Earlier this week, the Auditor General for Scotland Stephen Boyle wrote powerfully about the continuing gap between ambitious policy announcements and actual delivery on the ground in Scotland.
On cue, we learned 24 hours later that the ambitious policy announcement by Nicola Sturgeon to create a new nationally run not-for-profit energy company had been scrapped – though not until half a million pounds had been spent on consultancy fees. That plan was the centrepiece of Ms Sturgeon’s SNP conference speech back in 2017. We taxpayers must hope that her speech at the SNP conference this coming Monday is less expensive.
The energy company idea flopped because it was a fundamentally bad one: as experts said at the time, a state-owned firm was never going to be a viable alternative in the fiercely competitive energy market. But there’s a deeper problem here than just a politician in search of a clap line at party conference.
As Mr Boyle argued, the failure to implement and follow through on high profile policy announcements is systemic. He examined why it is that the ten-year old Christie reform plan – the Scottish Government commissioned blueprint which proposed a complete re-engineering of public services in Scotland – had not been fully implemented (for more, read Douglas Fraser’s blog on the subject). Drawing on discussions with public sector leaders around Scotland, Boyle revealed that many of them “still don’t feel truly empowered or sufficiently emboldened to make the changes they think are needed to deliver Christie.” They do not, he added, “feel accountable for delivering change that demands different organisations work together.” The impression given is of a public and third sector which feels unable to take risks or innovate for fear of bad headlines and slapped wrists. It points to a stifling culture of smallness.
None of this bodes well for the many hugely ambitious policy announcements which the First Minister set out in her Programme for Government speech this week. And, as Tom Gordon points out in yesterday’s Herald, given the SNP also envisages leaving the United Kingdom in the next three years, when is it all supposed to happen? As the First Minister and her team strategize about Supreme Court challenges, referendum timings, and independence rallies, it’s easy to imagine the temptation to revert to the tried and trusted governing method: play it safe, keep things ticking over, try and stop bad stuff from hitting the press. Instead of grasping the thistle, the policy agenda points to thistle avoidance.
Still, presumably the Sturgeon government would like to be remembered for doing something brave and long-lasting. Can it now?
It does, after all, now have some money to play with. As has been pointed out many times, one of the challenges of long-lasting reform is that while it requires up-front spending to enact, any savings from are only likely to be made up over a much longer timescale. So, even if it works in reducing demand and costs, there’s still a long period where you are paying for your reform package while your day to day spending is still spiralling ever higher. Take drugs. Campaigners say that if we’re to cut drug deaths and the huge cost to the taxpayer that drug abuse incurs, more money should be going into expensive rehabilitation and respite care to help people deal with the underlying causes that have led them into addiction.
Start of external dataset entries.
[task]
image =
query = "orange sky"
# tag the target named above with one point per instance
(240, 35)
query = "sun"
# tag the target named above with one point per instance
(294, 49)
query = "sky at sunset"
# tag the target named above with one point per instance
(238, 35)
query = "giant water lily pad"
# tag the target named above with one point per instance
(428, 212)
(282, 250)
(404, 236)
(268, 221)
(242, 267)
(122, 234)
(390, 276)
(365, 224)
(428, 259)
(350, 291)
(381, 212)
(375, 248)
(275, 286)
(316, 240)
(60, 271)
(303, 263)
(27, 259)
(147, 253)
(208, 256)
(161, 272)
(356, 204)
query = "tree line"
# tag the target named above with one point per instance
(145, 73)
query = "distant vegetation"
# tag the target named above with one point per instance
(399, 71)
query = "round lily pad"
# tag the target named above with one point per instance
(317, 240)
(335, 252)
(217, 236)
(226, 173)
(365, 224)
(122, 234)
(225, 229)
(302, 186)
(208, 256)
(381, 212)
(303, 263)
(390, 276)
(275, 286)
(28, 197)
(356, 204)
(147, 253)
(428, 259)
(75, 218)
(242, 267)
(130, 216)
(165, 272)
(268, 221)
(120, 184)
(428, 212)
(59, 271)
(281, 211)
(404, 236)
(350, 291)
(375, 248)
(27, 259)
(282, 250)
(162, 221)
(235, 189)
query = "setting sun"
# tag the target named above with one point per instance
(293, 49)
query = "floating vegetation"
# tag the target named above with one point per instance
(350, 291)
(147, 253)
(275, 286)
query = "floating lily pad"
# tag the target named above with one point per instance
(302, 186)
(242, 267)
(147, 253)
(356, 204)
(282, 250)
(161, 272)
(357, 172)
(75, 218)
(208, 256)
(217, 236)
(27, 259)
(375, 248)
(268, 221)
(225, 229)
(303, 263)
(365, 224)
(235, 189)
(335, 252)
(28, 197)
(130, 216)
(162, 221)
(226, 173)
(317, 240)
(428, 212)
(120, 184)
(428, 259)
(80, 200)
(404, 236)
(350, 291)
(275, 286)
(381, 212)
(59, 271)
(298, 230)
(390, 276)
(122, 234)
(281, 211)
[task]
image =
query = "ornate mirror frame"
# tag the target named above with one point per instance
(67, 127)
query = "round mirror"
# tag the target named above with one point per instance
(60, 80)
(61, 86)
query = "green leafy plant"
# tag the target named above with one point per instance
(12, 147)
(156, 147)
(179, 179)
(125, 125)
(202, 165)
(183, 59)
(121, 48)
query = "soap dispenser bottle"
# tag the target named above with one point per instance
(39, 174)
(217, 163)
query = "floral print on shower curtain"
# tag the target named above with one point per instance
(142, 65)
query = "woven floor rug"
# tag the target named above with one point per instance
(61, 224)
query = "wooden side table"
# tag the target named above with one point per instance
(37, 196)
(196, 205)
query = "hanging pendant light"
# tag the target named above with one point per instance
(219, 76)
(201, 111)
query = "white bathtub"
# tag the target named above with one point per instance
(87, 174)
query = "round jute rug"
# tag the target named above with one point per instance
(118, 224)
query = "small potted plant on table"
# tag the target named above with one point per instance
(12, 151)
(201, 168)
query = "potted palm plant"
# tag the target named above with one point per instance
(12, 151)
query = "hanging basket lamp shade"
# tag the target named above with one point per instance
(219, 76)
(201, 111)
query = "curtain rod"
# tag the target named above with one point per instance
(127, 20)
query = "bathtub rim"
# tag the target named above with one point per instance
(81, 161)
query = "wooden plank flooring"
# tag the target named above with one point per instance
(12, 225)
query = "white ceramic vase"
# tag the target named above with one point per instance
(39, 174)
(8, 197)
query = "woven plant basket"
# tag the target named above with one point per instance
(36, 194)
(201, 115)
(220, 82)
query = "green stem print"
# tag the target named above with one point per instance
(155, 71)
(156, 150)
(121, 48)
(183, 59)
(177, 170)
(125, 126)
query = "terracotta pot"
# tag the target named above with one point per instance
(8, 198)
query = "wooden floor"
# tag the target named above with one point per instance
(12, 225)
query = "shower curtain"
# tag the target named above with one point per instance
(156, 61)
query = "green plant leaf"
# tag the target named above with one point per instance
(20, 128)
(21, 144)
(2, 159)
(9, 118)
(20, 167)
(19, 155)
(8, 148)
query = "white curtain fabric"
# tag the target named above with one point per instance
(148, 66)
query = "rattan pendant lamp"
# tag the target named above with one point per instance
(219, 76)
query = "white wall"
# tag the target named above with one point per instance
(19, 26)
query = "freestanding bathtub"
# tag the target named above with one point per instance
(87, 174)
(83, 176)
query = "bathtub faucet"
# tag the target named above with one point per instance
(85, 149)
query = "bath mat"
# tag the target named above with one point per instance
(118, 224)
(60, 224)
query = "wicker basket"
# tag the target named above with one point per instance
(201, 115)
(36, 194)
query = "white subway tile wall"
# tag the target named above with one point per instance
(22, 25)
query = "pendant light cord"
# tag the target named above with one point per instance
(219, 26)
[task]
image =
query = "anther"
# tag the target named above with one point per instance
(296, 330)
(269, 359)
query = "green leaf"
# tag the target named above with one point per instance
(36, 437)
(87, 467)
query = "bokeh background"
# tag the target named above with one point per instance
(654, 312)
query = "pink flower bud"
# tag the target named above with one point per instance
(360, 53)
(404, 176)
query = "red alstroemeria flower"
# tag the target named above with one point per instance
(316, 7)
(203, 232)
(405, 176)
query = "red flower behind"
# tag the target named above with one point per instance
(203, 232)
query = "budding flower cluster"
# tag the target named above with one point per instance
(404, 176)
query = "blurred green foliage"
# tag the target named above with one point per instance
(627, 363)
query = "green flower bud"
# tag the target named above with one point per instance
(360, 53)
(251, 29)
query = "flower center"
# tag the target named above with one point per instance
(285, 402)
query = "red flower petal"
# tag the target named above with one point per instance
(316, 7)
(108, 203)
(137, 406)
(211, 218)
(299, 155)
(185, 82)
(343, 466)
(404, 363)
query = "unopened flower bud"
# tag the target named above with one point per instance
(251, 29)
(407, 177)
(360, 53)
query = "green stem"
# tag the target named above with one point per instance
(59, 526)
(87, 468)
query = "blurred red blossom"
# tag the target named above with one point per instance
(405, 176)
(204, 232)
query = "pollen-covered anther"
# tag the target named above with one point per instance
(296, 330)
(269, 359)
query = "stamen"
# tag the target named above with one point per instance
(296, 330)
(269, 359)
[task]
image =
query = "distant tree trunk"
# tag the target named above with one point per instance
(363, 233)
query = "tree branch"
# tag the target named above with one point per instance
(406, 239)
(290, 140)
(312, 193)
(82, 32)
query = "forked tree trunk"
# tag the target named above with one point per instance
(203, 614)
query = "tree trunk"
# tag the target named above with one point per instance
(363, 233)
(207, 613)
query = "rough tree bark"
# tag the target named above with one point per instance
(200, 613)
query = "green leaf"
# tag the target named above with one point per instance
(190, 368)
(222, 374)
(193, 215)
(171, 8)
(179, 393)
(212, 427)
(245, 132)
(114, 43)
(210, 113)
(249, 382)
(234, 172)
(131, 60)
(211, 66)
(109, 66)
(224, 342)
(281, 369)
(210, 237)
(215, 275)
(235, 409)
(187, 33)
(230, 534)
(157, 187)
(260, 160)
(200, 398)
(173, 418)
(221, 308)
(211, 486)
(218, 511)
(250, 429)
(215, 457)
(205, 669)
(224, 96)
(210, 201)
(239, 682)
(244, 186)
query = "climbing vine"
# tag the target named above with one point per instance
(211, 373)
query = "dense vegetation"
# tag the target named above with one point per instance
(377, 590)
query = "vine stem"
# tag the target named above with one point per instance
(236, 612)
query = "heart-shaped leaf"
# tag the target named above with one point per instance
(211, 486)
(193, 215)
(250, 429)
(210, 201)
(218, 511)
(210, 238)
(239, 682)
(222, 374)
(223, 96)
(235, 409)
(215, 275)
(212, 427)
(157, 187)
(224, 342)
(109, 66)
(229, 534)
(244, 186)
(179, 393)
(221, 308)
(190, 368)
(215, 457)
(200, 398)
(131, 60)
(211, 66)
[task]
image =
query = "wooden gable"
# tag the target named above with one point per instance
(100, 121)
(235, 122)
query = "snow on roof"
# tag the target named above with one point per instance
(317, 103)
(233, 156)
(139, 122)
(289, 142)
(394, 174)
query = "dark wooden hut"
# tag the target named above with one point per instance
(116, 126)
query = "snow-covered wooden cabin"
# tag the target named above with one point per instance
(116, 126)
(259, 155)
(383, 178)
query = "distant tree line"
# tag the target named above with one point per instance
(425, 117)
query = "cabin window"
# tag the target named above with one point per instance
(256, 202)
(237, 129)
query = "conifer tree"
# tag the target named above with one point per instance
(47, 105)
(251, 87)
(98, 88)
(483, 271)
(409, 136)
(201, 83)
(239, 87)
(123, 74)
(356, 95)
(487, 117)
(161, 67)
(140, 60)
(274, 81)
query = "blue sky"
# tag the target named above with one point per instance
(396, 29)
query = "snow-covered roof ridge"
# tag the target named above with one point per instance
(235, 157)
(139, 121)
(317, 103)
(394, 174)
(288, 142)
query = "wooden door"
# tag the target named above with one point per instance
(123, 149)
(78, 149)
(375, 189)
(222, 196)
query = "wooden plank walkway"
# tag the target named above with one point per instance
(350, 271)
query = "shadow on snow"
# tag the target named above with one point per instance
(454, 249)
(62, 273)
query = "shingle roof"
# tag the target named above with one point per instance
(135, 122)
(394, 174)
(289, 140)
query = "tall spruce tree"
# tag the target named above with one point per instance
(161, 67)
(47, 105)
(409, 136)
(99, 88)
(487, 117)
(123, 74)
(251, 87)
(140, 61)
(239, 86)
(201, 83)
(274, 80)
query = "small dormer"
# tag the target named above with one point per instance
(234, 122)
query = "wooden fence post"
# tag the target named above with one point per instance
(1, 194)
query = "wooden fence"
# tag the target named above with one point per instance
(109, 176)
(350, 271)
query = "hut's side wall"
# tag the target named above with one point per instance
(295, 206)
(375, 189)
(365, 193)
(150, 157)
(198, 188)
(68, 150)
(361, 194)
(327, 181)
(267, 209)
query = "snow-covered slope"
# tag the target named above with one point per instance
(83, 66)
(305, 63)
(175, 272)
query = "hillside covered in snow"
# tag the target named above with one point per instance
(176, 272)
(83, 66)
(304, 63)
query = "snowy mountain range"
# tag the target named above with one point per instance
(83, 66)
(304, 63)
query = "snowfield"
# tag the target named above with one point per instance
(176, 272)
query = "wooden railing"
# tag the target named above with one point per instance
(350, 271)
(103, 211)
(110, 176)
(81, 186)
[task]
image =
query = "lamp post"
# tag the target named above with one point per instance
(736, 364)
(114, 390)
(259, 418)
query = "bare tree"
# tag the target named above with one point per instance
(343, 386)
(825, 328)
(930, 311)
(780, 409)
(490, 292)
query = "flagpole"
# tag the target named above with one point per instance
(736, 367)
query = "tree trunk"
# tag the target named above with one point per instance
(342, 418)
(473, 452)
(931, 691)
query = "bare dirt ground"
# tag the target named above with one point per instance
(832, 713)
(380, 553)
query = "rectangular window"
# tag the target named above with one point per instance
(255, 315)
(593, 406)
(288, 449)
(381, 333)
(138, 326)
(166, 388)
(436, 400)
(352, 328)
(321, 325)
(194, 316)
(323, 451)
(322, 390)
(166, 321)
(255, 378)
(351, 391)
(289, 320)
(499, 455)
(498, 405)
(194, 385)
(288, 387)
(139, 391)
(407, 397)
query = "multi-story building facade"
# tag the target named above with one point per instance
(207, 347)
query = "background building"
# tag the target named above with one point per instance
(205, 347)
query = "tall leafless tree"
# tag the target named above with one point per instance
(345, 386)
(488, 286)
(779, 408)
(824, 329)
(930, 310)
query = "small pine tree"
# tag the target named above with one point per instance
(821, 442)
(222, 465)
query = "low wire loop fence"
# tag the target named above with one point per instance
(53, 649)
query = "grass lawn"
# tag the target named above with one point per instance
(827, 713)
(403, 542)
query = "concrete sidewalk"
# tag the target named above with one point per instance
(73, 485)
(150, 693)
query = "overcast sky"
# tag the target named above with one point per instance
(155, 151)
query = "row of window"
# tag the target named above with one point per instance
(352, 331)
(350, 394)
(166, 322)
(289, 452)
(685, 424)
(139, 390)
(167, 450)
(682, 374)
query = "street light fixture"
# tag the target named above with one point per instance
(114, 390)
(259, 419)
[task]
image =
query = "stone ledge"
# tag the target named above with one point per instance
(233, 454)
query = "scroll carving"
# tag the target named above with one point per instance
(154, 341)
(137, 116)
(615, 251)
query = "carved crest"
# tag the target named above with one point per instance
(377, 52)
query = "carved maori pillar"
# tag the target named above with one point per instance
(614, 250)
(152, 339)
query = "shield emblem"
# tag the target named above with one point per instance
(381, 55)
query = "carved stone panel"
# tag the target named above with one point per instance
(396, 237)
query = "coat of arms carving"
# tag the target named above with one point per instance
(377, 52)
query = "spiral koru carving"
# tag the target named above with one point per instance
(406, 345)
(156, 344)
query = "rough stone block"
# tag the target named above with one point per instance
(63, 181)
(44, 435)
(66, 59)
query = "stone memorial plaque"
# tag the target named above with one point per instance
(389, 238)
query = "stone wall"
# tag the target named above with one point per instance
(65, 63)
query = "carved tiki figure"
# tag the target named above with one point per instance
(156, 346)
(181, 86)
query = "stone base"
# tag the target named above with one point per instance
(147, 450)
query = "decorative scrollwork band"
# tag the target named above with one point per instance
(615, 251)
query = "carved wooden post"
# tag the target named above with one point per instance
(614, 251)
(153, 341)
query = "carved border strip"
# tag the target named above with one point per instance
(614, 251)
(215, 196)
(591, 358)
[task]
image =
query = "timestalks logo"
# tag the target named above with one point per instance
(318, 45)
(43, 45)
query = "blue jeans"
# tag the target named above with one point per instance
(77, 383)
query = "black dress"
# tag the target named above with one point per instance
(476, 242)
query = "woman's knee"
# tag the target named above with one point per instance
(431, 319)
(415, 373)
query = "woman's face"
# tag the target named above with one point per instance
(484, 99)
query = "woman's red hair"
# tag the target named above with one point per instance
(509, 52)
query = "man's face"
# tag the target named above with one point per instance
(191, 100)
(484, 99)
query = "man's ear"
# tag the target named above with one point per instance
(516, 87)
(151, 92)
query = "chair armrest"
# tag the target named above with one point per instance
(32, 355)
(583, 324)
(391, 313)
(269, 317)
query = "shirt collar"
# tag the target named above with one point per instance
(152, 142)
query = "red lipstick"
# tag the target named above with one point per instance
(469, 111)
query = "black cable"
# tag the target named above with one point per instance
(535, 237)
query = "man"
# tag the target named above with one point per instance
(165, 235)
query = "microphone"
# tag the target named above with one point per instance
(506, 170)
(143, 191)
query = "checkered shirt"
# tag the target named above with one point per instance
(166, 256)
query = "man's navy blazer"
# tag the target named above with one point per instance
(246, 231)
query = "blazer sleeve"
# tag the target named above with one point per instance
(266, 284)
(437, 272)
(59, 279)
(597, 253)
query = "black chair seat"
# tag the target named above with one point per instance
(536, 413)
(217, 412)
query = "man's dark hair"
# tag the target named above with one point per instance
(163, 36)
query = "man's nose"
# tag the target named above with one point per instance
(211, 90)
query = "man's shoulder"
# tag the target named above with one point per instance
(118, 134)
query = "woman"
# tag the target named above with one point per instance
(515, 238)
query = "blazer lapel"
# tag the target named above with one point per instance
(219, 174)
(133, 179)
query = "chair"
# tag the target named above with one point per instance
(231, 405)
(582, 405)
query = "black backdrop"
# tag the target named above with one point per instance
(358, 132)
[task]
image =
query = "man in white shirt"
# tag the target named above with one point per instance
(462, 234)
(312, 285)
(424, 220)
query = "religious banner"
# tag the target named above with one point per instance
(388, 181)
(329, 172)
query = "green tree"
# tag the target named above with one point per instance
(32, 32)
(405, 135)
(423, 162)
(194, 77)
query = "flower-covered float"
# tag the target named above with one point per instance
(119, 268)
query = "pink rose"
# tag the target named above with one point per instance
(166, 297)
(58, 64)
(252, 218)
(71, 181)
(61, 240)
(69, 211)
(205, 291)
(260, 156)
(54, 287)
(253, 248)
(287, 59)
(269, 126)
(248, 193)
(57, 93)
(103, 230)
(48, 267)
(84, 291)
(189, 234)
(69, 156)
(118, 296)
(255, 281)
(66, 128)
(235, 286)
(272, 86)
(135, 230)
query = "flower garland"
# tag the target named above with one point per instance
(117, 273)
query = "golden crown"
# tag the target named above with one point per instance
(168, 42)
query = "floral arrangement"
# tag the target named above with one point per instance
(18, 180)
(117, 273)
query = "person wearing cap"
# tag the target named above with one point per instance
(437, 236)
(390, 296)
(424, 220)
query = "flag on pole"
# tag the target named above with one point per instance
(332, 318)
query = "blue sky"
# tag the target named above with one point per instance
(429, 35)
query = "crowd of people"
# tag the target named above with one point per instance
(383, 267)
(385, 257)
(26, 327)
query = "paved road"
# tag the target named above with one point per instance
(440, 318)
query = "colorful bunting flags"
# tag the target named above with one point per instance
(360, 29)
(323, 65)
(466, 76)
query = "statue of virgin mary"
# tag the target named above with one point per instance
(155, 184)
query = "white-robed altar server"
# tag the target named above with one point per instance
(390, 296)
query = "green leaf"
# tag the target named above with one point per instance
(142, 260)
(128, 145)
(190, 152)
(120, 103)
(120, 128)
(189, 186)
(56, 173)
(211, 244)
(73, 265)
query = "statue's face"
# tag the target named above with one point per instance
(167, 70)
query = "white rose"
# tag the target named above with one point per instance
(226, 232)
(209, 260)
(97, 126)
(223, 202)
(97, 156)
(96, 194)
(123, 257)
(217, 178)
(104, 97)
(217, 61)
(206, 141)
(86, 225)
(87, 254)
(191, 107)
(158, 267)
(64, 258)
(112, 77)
They make the correct point that this investment pays off in the end. But any impact takes time, and during that time, the state is still having to cover the huge cost incurred to the NHS, to social care, and to society at large from the abuse of drugs as things stand.
The Christie plan coincided with the onset of austerity Britain. But now the spending taps are back open. The Scottish Government announced last week that investment in frontline health services would increase by 20% over the lifetime of this parliament, with the health budget due to be £2.5 billion higher than it is today. Furthermore, on the same day, Boris Johnson unveiled his new health and social care levy which is going to hand Nicola Sturgeon an extra £1.1 billion on top. The Scottish Government confirmed the following day that this too would be added to the health spending pot.
So – given the SNP has already set out its spending plans for the NHS, why not use the extra cash from the UK Government to set up a new Heath Transformation Fund ring-fenced for innovative, risk-taking, empowering reforms in health and social care? Rather than allow it to disappear into the NHS, use it to push the big reforms that might relieve pressure on the system in the long run.
Why not use Boris’s billion to make a bold statement– and show that ten years on from the Christie plan, the Scottish Government is going to put its money where its mouth is?